Music Genre Clustering #4 – Mel-Frequency Cepstral Coefficients

Mel-Frequency Cep-WHAA??

Uhh yeah, pretty much what the title says lol.

Okay, let’s back up about 3 days. I’ve been doing a bit of light research on how to meaningfully extract features out of a song. In fact, this can probably be generalized to sounds in general because I’m by no means an expert on any of this and I’m just scratching the surface of signal processing for audio, period.

Last post, I hand-picked a few songs of different genres to look at. I looked at 3 plots, the spectrogram, the chromagram, and the tempogram. The spectrogram gives us a sense of treble and bass, the chromagram gives us a sense of the key of the song, and the tempogram gives us a sense of… well, the tempo.

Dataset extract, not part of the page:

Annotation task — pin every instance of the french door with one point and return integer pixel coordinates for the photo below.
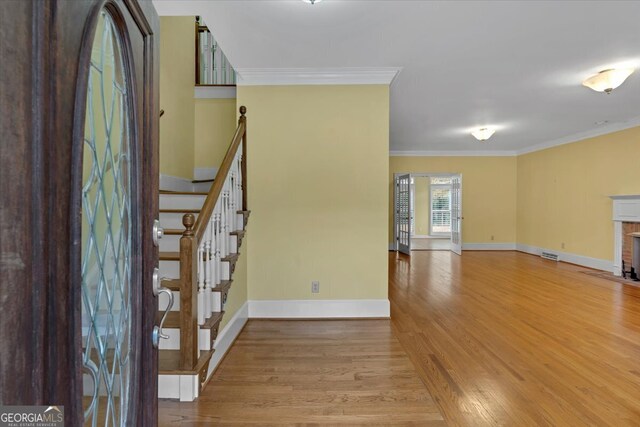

I saw how, for songs with more of a synthesized sound (techno, hip hop), the chromagram had a lack of focus for tones and keys. Synthesized sounds also unnaturally organized the spectrogram into treble and bass regions due to the ability to perform digital filtering. The tempogram gave us information about either how consistent tempo was in the song or how cleanly a tempo-setting instrument could be deciphered. This is all fine and dandy, but what exactly will the features of our model be?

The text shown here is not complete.